Mr Walsh of counsel for the applicant drew my attention to various findings by the learned Magistrate: that the sum of $32,000 was in the applicant's possession because $10,000 ofit was borrowed from the applicant's mother to purchase acoffee vending business; that some $16,000 was in his possession because a business friend repaid a loan to him and that some $5,000 was as a result of gambling winnings and that there was evidence to support that.
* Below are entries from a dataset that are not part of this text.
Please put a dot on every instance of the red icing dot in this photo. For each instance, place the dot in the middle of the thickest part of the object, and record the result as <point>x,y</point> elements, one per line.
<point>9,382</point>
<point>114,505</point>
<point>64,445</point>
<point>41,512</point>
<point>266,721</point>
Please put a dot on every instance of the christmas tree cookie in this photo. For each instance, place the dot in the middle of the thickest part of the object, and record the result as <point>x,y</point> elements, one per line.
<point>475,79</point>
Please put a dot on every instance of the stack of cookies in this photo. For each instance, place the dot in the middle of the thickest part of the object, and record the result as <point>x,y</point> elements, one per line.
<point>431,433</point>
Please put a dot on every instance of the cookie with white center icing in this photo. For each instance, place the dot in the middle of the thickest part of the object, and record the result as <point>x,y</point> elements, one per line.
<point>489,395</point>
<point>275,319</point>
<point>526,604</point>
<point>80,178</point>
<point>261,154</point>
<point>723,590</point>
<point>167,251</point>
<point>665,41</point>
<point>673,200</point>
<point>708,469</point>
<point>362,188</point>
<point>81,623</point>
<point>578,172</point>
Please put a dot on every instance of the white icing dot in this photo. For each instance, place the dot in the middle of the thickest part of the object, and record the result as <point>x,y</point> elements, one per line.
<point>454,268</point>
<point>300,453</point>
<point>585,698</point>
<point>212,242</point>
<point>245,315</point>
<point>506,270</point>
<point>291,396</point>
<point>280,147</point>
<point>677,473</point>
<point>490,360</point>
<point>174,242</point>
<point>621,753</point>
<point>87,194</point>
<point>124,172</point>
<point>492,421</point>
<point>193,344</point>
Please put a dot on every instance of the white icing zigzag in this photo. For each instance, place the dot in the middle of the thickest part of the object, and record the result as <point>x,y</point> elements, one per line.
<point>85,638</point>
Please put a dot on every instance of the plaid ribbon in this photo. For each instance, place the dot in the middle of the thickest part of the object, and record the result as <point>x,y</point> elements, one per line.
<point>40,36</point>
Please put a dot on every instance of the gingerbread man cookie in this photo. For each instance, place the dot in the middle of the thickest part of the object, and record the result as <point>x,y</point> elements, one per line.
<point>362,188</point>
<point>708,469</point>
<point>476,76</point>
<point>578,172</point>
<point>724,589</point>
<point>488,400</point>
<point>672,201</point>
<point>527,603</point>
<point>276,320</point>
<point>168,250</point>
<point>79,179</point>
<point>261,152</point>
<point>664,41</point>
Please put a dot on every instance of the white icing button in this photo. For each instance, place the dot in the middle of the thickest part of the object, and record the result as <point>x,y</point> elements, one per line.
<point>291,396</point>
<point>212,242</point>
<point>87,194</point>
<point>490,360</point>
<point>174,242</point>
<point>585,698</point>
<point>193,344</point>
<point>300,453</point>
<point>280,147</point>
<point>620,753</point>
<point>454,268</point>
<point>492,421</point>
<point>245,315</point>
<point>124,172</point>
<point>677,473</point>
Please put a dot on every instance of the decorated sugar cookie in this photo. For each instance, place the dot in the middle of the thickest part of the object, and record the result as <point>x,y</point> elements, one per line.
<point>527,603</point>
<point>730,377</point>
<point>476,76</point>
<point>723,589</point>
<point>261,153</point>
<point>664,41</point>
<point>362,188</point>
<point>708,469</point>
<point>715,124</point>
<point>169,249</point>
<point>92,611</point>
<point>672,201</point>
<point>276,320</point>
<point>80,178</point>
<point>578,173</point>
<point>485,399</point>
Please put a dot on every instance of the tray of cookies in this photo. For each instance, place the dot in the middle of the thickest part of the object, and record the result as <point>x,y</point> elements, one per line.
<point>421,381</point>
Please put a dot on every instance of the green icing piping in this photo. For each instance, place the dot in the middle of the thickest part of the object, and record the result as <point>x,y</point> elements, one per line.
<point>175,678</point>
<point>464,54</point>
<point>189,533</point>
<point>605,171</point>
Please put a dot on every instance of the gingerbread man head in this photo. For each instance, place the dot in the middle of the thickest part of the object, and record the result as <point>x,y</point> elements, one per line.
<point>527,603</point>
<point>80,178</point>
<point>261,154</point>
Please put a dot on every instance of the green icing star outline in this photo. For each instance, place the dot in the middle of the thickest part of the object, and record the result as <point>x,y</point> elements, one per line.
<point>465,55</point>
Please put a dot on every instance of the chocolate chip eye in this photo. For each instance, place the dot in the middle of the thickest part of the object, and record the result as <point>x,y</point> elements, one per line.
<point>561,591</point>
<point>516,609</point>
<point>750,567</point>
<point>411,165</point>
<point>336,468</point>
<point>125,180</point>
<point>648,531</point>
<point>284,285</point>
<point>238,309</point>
The learned Magistrate, although not satisfied that that $32,000 was derived from drugs, concluded that she thought the applicant intended to use that money to buy drugs. In paragraph 22 of her Honour's reasons it was said:
"Defence counsel submits that there was no evidence of the defendant's future intention to use the cash seized to purchase drugs. It was the defendant's submission that the prosecution had not adduced evidence of a future intention to purchase drugs using the $32,050 seized from the defendant's wardrobe."
The seizure of that money occurred during a drugs raid by the police. The raid found considerable drugs paraphernalia as well as the sum of $32,000. The learned Magistrate continued:
"In my view the prosecution is not required today to establish a future intention, merely to establish a reasonable suspicion that such an intention exists.”
In King v DeVilliers [1997] QCA 419 the Court of Appeal, indealing with the relevant statutory provision, said as follows (at page 9):
"The question whether the property was 'property that may reasonably be suspected of being tainted property' must be determined not according to the subjective beliefs of the police at the time, but according to an objective criterion determined by the court at the time of the decision. Also, that element must be established beyond reasonable doubt."
Ms Cooper, who appeared for the Director of Public Prosecutions accepted, as I think she had to, that the learned Magistrate did not apply her mind to the test in King v DeVilliers, notwithstanding that that authority and the passage which I've quoted, was expressly drawn to her Honour's attention. On that basis Ms Cooper accepted that paragraph 22 in her Honour's reasons did not comply with that test.
The Magistrate was required to determine this matter objectively and to ensure that if this money were to be forfeited, she was so satisfied beyond reasonable doubt. Unfortunately that necessary test was not applied in the circumstances of the present case.
In those circumstances, and there being no other basis upon which the learned Magistrate's decision could withstand appeal, my orders are that the appeal is allowed and that the orders made by the learned Magistrate with respect to the fine imposed against the applicant, his conviction and the forfeiture of the sum of $32,050 are set aside.
...
HIS HONOUR: I order that the forfeited amount of $32,050 be returned by the respondent to the solicitors for the applicant within 28 days.